# Help with Sata Minijet 3000 please!



## XRDAN (Feb 28, 2012)

Hi, hoping someone may know these guns well..

one of my mini jets has developed a fault. The fan is stuck on spot, and the fan control does not alter it at all.

I have removed and stripped down the fan control to make sure every thing is moving and working as it should be and it seems to be moving fine. I have also swapped the fan control with another from a working gun but it still did not control the fan at all, still stuck on spot! so im a bit confused as to what else needs servicing/replacing...

any help please?

Thanks:thumb:


----------



## supernova-dw (Apr 26, 2014)

Afraid I can't help with this but interested to see how you get on because my primer gun (Super cheap less than £5!!!) did the exact same thing and I did the same as you but ended up throwing it in the bin.


----------



## mr paint (Jul 11, 2009)

Hi I would fully strip the gun and remove seals 

Leave in thinners for full day and blow it all through with air 

tommy


----------



## Andyb0127 (Jan 16, 2011)

common problem with mini jets, remove the two fan adjusters, just above the trigger held in by a Phillips screw. Have a look at the inside of them, they should be the same shape as the brass fixing they screw to. But what tends to happen is as there plastic they round off resulting in not being able to adjust the fan. :thumb:


----------



## XRDAN (Feb 28, 2012)

Andyb0127 said:


> common problem with mini jets, remove the two fan adjusters, just above the trigger held in by a Phillips screw. Have a look at the inside of them, they should be the same shape as the brass fixing they screw to. But what tends to happen is as there plastic they round off resulting in not being able to adjust the fan. :thumb:


i know the control knobs can be a little dodgy, they tend to turn without moving the fan adjuster? but ive stripped it to check and also swapped in another whole adjuster.. ?


----------



## Andyb0127 (Jan 16, 2011)

XRDAN said:


> i know the control knobs can be a little dodgy, they tend to turn without moving the fan adjuster? but ive stripped it to check and also swapped in another whole adjuster.. ?

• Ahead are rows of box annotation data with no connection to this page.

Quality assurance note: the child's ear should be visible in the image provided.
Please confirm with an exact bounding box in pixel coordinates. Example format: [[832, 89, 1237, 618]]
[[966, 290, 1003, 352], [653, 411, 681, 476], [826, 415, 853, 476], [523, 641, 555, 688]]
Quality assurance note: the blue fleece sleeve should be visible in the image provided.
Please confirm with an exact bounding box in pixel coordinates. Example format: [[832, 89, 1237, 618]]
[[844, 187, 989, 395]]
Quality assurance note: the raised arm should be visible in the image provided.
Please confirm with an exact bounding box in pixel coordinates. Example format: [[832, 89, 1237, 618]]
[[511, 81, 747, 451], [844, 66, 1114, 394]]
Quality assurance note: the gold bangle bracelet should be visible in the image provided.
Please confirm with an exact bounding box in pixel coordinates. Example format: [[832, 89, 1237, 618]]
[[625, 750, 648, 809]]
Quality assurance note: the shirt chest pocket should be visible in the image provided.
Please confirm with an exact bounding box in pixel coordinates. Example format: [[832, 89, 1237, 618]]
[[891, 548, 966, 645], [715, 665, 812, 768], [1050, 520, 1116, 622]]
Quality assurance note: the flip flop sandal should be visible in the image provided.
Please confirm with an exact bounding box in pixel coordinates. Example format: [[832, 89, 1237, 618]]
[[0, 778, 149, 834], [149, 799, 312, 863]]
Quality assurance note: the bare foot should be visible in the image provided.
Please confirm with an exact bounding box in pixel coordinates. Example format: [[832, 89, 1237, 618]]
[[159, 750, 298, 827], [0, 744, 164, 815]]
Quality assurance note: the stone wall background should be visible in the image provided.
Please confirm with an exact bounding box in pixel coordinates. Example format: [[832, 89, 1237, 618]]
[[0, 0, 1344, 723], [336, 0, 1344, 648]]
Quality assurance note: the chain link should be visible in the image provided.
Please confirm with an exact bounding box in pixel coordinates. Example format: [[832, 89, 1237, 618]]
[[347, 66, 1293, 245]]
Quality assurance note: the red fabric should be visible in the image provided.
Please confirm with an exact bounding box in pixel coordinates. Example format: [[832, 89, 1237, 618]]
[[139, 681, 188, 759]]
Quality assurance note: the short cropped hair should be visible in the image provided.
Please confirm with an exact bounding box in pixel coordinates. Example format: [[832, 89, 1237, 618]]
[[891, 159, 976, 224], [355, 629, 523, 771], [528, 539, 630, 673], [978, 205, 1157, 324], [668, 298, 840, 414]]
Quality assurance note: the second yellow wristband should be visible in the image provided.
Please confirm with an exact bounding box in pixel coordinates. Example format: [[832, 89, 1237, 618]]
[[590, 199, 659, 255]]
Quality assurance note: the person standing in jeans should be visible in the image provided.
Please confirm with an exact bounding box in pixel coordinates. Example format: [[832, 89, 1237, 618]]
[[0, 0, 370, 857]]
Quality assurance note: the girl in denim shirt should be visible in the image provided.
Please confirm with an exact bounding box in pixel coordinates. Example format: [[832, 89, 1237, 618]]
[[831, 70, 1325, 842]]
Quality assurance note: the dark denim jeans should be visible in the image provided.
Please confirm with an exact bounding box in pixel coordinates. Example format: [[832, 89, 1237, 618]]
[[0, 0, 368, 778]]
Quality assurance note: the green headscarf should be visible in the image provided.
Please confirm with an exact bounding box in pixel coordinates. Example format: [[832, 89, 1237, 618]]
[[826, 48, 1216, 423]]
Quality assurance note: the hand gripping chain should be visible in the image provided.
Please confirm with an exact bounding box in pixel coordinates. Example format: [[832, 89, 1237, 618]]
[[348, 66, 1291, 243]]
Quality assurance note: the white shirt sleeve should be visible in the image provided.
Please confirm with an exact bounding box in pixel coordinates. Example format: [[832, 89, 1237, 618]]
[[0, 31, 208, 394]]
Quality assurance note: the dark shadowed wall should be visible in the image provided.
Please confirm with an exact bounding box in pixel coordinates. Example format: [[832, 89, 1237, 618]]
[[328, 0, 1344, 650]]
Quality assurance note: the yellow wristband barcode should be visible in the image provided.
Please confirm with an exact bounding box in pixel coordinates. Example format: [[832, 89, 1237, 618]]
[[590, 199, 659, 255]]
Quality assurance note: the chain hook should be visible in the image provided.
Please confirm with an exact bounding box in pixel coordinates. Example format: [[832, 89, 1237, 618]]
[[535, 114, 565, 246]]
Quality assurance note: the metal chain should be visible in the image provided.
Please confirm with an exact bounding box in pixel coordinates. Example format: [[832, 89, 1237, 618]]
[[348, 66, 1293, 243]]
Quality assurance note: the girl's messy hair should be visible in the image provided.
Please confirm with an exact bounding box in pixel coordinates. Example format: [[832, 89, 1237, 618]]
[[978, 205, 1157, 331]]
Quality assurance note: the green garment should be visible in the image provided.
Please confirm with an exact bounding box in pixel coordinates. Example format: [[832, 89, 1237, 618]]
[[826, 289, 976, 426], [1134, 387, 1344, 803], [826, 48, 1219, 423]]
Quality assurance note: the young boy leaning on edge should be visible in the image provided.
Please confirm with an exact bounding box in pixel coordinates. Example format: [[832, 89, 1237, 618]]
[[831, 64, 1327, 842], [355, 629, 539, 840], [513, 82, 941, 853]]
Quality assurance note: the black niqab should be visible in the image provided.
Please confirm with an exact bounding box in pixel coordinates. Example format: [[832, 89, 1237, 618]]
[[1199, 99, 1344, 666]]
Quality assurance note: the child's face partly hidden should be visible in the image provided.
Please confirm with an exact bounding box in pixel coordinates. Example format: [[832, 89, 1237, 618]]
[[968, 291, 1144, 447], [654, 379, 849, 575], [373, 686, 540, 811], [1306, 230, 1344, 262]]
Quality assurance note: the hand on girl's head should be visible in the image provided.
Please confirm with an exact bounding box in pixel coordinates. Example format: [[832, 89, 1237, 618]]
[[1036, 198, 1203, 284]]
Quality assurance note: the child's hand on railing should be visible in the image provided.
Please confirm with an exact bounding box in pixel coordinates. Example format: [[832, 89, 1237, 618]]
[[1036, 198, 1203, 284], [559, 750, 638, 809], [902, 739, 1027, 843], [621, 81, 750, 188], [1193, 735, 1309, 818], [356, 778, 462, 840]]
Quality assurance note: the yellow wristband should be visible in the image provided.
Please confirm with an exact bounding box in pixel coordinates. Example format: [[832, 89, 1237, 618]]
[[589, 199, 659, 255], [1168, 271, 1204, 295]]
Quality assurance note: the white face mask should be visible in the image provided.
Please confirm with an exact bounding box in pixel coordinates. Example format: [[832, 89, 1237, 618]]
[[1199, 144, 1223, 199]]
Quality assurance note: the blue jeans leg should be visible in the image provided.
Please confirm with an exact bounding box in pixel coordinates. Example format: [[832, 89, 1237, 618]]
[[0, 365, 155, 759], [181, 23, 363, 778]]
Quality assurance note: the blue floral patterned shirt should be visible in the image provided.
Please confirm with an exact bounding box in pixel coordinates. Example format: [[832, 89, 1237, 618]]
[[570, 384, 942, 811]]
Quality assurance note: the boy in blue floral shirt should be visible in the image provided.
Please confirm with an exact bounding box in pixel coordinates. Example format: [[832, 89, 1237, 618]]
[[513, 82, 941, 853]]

Have you tried using a pair pliers to gently turn it obviously with control cap removed. That's what we did it freed it off, we then put some gun lube on and refitted control cap seemed to be on after that. I think the problem lies where there put in a gunwash machine it seems to affect the seal and they swell up causing this issue. Had the same problems ended up going over to Iwata lph 80's never had any problems with them.


----------